İnformasyon savaşı tekniklerine vakıf ve onları çok iyi kullanan bir direnişçi liderlik, koşullar ne olursa olsun, karşı tarafla ekonomik ve askeri kuvvetlerini eşitleyebilir! İyi ayarlanmış bir informasyon savaşıyla bir çıkar savaşını kazanmak, öyle büyük ekonomik kaynakların kullanımını da zorunlu kılmaz. BM'nin, ABD öncülüğünde yürüttüğü Somali operasyonunu ele alalım: Bu savaşta Aidid'i destekleyen halkın TV kameramanlarına saldırması, öldürülen BM askerlerinin cesetlerine saldırması, yerlerden sürüklemesi ve bütün bunların dünyanın gözleri önünde cereyan etmesi, bardağı taşırdı, ABD gibi bir dünya gücü, dehşete kapılan kendi kamuoyunun baskısıyla tası tarağı topladı ve oradan ayrıldı.. Aynı olay Lübnan'da da cereyan etmişti.

Gelişmiş ülkelerde, IT alanındaki gelişmeler başdöndürücüdür. Eğer bu alanda çatışan iki taraf da IT alanında gelişmişse, tabii ki elindeki araçları en iyi kullanan taraf avantajlı olacaktır. Gelişmiş ülkelerdeki insanların bu teknoloji karşısındaki hassasiyetini, az gelişmiş ülkelerde göremeyiz. Hele Kürdistan Halkı'nın bundan etkilenmesi nerdeyse imkansızdır. Bundan dolayı ABD gibi IT alanında gelişmiş ülkelerin sadece bu teknolojik gelişmeye dayanarak üçüncü dünya ülkelerini sindirmeleri imkansızdır. ABD bundan dolayı bunlara karşı hala eski teknoloji sayılan radyolardan ve kaba kuvvetten istifade etmeye çalışır. IT'nin Kürdistan direnişçileri için önemi, dış kamuoyuna yönelik olarak yapılacak propagandalarda belirleyicidir.

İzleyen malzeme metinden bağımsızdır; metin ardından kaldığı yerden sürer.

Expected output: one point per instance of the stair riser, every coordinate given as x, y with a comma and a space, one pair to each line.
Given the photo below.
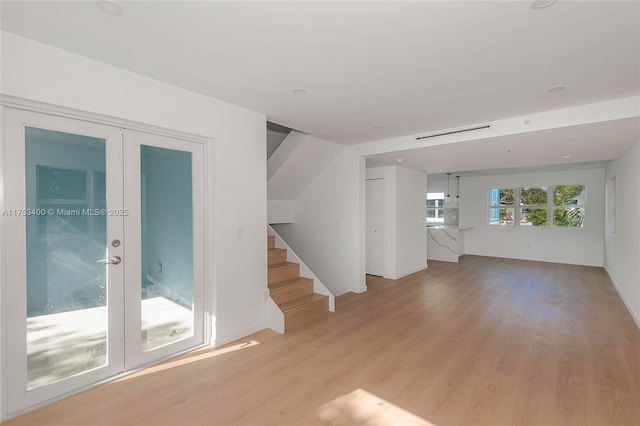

Buna göre; bilgisayar kullanmak gibi bir alışkanlığı olmayan Kürt Halkı, bilişim alanında hala eski teknolojilere bağımlı olduğundan, IT kanalıyla dolaşımda bulunan ¨bilgi¨ler onları hiç etkilemez veya çok az etkiler. Buna karşın, eğer Kürt Özgürlük Hareketi interneti kullanmanın önemini kavrarsa, Türk Devleti'ni ayakta tutan Batılı Ülkeler'deki komuoylarını rahatlıkla etkileyebir. Bunun için sadece gerçekleri kaydetmeleri yeter... Bundan dolayı IT, Kürtler için, bilhassa halklara yönelik diplomasi söz konusu olduğunda savaştaki en büyük ayarlayıcı olarak algılanmalıdır. Düşünün bir kere, en aşağısından 500 milyon insana ulaşmakta olan interneti kullanarak, Türk Devleti'nin uyuşturucu ticaretindeki rolunu, saldırgan ve yayılmacı politikalarını, katliamcı eğilimlerini belgeleri ile ulaştırıyorsunuz. Bunlar da milyarları bulan insanları uyarmaz mı? O zaman Türk Devleti'ni destekleyen ABD gibi vicdansız bir imparatorluğun yöneticileri bile rahatsız olmazlar mı?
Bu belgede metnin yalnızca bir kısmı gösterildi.